Sulfur Rule Could Raise Fuel Prices

For most Pittsburgh travelers, the only obvious link between the cruise industry and the airline industry is that to board a ship, you first have to fly to a seaside destination.

Turns out there’s another, more arcane link — one that could result in higher plane ticket prices in 2019 and 2020.

The International Maritime Organization has instituted a new policy intended to limit ships’ dangerous sulfur oxide emissions. By Jan. 1, 2020, all ships must switch to a cleaner-burning diesel fuel — or install exhaust system scrubbers that accomplish the same goal.

While the shipping industry uses diesel fuel and the airline industry uses kerosene-based fuel, the fuels are of a similar grade and compete for refinery capacity. So when marine fuel prices go up, jet fuel prices follow. And when jet fuel prices rise, the costs can get passed on to the consumer.

“Jet fuel, after labor, is one of the largest operating costs for airlines,” said Bryan Dietz, PIT’s vice president of Air Service Development. “One of the obvious solutions to that is to raise prices.”
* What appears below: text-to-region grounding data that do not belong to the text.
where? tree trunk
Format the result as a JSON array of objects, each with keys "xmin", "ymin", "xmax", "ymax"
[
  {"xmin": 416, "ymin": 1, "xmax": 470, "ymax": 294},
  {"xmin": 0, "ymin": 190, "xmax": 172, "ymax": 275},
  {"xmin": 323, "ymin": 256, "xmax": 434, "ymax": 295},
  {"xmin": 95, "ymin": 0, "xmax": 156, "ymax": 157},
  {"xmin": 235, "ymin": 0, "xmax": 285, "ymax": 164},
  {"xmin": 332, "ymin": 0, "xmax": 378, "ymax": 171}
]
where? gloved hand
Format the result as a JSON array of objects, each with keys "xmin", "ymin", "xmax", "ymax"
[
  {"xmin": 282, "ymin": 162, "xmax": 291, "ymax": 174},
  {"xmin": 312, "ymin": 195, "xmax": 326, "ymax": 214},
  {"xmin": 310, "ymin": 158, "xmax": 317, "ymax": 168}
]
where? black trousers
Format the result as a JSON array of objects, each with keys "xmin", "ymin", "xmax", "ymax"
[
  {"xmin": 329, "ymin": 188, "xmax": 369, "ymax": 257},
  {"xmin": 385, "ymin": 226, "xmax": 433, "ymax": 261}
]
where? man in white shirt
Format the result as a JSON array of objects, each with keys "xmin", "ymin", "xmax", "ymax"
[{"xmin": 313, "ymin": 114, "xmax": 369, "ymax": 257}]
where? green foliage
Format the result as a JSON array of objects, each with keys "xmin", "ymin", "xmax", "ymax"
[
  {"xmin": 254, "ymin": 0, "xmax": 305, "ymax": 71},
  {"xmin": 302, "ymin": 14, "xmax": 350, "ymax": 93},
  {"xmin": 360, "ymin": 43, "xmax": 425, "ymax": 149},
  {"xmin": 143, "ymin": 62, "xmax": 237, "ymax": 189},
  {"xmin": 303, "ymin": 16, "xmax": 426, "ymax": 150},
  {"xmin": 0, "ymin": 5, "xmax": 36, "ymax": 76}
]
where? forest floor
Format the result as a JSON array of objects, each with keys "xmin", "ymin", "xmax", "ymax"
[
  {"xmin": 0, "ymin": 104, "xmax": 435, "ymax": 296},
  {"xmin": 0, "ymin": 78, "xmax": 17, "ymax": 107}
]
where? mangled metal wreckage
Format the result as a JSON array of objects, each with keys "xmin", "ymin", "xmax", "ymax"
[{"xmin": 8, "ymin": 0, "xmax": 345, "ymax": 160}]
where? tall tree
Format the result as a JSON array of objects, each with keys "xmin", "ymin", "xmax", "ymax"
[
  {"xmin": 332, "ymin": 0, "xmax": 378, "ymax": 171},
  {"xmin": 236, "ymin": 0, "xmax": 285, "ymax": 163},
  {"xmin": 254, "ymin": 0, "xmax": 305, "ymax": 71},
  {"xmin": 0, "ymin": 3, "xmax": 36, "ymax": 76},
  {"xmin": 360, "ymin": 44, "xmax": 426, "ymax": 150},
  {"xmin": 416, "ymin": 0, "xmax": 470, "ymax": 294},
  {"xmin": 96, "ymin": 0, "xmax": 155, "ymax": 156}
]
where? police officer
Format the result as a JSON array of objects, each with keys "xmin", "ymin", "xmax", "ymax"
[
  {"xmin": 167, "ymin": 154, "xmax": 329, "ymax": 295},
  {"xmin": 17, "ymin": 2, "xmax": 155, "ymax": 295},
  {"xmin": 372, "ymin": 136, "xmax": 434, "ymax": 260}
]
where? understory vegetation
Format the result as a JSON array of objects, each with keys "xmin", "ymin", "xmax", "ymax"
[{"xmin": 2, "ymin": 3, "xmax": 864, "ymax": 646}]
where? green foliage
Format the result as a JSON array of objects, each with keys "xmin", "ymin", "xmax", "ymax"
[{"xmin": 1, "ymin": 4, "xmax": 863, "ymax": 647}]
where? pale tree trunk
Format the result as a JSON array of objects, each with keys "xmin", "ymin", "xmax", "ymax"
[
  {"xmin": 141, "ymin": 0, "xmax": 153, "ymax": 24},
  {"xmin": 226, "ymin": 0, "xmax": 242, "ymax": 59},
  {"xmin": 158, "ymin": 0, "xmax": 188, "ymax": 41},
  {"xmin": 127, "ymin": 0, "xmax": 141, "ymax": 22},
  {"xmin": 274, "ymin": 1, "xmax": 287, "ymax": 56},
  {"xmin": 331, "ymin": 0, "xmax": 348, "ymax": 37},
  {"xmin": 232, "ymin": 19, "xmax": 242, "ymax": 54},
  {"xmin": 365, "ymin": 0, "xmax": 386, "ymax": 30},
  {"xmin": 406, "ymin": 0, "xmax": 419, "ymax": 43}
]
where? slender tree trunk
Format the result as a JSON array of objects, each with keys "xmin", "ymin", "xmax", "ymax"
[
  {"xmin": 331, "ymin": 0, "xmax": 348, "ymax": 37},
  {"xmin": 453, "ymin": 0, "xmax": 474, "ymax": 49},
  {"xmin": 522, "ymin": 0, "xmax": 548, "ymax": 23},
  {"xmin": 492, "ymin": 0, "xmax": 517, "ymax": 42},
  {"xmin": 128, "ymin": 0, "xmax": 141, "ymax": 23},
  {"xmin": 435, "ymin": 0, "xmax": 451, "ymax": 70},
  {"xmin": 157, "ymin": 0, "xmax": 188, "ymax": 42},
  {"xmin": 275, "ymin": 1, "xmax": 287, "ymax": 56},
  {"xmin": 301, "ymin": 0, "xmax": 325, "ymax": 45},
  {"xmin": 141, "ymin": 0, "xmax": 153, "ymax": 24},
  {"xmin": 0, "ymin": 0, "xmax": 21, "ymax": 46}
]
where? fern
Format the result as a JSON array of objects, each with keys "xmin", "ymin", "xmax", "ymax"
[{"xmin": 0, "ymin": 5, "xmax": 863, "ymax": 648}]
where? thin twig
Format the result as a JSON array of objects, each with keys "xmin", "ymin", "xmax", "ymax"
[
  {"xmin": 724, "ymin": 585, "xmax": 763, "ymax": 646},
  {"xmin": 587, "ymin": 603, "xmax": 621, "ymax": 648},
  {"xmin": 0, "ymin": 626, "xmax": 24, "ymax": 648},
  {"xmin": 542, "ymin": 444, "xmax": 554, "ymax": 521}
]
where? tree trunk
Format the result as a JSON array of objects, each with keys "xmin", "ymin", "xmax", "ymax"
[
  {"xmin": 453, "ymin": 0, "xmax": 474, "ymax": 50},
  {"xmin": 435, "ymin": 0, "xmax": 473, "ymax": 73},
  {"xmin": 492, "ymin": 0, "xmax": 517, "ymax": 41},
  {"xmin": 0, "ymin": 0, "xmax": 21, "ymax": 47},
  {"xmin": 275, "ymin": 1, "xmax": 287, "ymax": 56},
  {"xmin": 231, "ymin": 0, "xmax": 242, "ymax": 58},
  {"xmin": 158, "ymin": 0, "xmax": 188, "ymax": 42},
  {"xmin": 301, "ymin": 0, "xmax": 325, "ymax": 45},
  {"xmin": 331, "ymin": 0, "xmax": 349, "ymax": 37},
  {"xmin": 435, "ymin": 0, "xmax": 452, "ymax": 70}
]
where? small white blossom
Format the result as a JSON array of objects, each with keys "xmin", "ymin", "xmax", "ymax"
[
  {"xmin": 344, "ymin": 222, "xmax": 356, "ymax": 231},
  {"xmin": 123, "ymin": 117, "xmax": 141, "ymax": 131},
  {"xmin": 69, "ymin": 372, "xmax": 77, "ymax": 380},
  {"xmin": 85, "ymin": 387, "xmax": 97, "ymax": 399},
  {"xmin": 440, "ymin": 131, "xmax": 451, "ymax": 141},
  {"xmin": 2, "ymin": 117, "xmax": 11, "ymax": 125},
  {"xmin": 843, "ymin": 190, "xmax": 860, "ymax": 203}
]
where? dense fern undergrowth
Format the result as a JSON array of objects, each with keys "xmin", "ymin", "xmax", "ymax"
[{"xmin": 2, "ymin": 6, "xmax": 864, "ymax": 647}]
The lingering question for both airlines and consumers is just how much the price of jet fuel will rise. According to the International Air Transport Association, jet fuel prices are expected to remain high in 2019, despite the falling price of crude oil. Analysts there predict an average price of about $81 per barrel, thanks in large part to the sulfur rule. Morgan Stanley is warning that the rule could push prices over $90 per barrel by 2020.

Airlines are already preparing. At Delta’s Dec. 13 Investor Day meeting, CFO Paul Jacobson acknowledged the price forecast but assured investors that the company’s ability to produce its own fuel would soften the blow.

A Condor Airlines Boeing 767-300ER is refueled at its gate at Pittsburgh International Airport.

“There’s going to be a little bit of a supply/demand tension,” he said. “So that’s not great for airlines, but it’s less not-great for an airline that owns a refinery.”

The consequences on airports are a bit hazier. Dietz predicts that the biggest fallout for mid-size airports like PIT could be reduced flight schedules in an effort to conserve fuel. For example, airlines might fly one large plane rather than two smaller planes to a destination. The elimination of an existing route is typically a last resort.

But while Dietz is optimistic about the airlines’ strategy for dealing with fuel prices, he’s also realistic about the airport’s role in such a scenario: When it comes to fuel prices, there’s little the airports can do. Airports don’t control fuel prices, and their fees only account for a small percentage of an airline’s total operating cost.

“What we can do is continue to provide a predictable and consistent cost structure with a market that has demand to travel,” Dietz said. “We control what we can so that the uncontrollable is able to be managed and absorbed.”